Княгиня Ольга. Зимний престол - страница 16



Стратиг фемы, правитель Никомедии, оставил русам «в наследство» свой дворец со всем имуществом. Основную часть добычи, как положено, складывали и охраняли, чтобы поделить после завершения похода. Но дворец Хельги счел общей добычей – и помещения, и все, что внутри. Найденное здесь добро он разделил между дружинами, чтобы бояре раздали своим людям. Никто из двух тысяч отроков не остался обижен.
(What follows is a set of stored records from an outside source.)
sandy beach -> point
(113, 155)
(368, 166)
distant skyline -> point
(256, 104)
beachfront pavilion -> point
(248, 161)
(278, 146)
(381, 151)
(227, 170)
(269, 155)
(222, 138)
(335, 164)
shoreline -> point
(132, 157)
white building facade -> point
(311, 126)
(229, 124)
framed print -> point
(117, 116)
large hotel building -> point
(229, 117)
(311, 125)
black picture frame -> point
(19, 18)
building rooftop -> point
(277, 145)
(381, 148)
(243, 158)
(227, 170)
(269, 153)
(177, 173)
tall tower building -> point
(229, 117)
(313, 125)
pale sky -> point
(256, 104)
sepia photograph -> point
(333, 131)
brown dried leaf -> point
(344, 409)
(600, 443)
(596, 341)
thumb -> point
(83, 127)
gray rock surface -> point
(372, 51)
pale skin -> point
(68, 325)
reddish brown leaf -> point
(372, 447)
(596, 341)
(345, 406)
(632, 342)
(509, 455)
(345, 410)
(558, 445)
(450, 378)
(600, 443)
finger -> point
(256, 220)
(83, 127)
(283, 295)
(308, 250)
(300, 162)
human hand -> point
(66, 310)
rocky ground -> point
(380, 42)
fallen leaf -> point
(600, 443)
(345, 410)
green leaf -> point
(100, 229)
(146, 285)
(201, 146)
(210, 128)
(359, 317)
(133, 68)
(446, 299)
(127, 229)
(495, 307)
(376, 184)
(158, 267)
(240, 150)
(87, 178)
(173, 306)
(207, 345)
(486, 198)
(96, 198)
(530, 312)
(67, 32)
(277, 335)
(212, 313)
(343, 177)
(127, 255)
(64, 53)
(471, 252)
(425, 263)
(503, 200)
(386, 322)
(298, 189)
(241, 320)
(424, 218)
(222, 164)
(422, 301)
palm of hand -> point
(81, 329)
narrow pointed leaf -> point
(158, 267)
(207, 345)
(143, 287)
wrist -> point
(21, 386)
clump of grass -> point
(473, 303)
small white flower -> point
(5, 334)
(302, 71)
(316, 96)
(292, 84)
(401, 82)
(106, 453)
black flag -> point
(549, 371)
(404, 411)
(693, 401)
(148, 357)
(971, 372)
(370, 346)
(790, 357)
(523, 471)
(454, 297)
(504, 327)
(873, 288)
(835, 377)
Шелковая сорочка, плащ-мантион, чулки, башмаки, или серебряная чарка, или золоченая ложка, или застежка с эмалью, или браслет, или золотая серьга с бусиной – хоть чем-нибудь разжился каждый.

– Что проку собирать и копить, если все мы завтра можем оказаться убиты? – говорил Хельги на пиру, где вино из стратиговых запасов лилось, будто вода. – Пожинайте плоды своей отваги, парни! Если нам не суждено отсюда уйти живыми, пусть последние дни наши пройдут в славе и радости! За вас, парни! – И он вскидывал на вытянутой руке золотую стратигову чашу, не боясь, что красное вино выплеснется и обольет его новый кафтан.

– За конунга! – орали сотнями голосов русы и славяне. – Конунгу слава!

Они готовы были умереть за него – за побочного сына Вальгарда, брата Олега Вещего, и датской девушки по имени Льювини. При жизни та очень удивилась бы, узнав, что в чужой далекой стране ей уже после смерти припишут славу жрицы и колдуньи. Еще немного – и ее станут звать дочерью конунга и валькирией, хотя на деле отец ее был всего лишь торговец плавленым железом из Свеаланда…

– Ты меня не слушаешь? – с упреком окликнула Хельги дева.

– А? – Он очнулся. – Слушаю. Но ты же не хочешь, чтобы я понимал? Это был Солон?

– Это был Гомер! – Акилина бросила в него виноградиной. – Я так для тебя стараюсь! Вспоминаю самое лучшее, чему меня обучили самые выдающиеся умы Великого Города!

– Ну, я-то не из лучших умов Великого Города. Боюсь, на меня твоя наука окажется истрачена напрасно.

Вот уже три месяца как Хельги общался с греками, а Акилина жила среди русской дружины. Беседа их велась на смеси греческих слов со славянскими и норманнскими, из-за чего они порой понимали лишь половину из речи друг друга. Но большой беды в этом не было: Хельги взял с собой Акилину и полтора десятка ее товарок из монастыря Раскаяния не для ученых бесед.

– Ну, хочешь, я позову кого-нибудь и мы тебе станцуем?

Акилина ловко извернулась, не вставая, и переместилась, положив голову Хельги на колени. За три месяца похода она отъелась и посвежела, монастырская худоба и бледность уступили место здоровому румянцу, золотистые волосы заблестели, белые руки округлились. Девчонкой Акилина попала в дом одного учителя риторики, где прислуживала его ученикам, потом один уговорил ее бежать с ним… Потом она несколько лет зарабатывала на хлеб, слоняясь по улицам Константинополя близ книжных лавок, и умение красивой девушки поддержать беседу хоть о Гомере, хоть об Аристотеле очень способствовало поиску желающих прикупить по случаю немного любви. Хозяева лавок даже подкармливали ее и порой прятали от стражи: многие ходили сюда в надежде скорее на встречу с ней, чем на новый список научного труда. Но однажды она попала в облаву городской стражи и очутилась в обители Марии Магдалины близ стен столицы, иначе – монастыре Раскаяния. Триста лет назад его учредила для своих бывших товарок василисса Феодора, сама в прошлом танцовщица. К счастью, Акилина пробыла там всего месяца три – и ничуть не огорчилась, когда набег русов на окрестности Константинополя вырвал ее из добродетельной жизни. Причем теперь, под покровительством щедрых и удачливых воинов, десятка два бывших монахинь, вернувшихся к прежнему ремеслу, жили куда лучше, чем в те времена, когда слонялись по рынкам, улицам и кладбищам, отыскивая случайного охотника до их красоты. «Вот теперь я вижу, что Бог и правда не забывает никого!» – говорила Феби.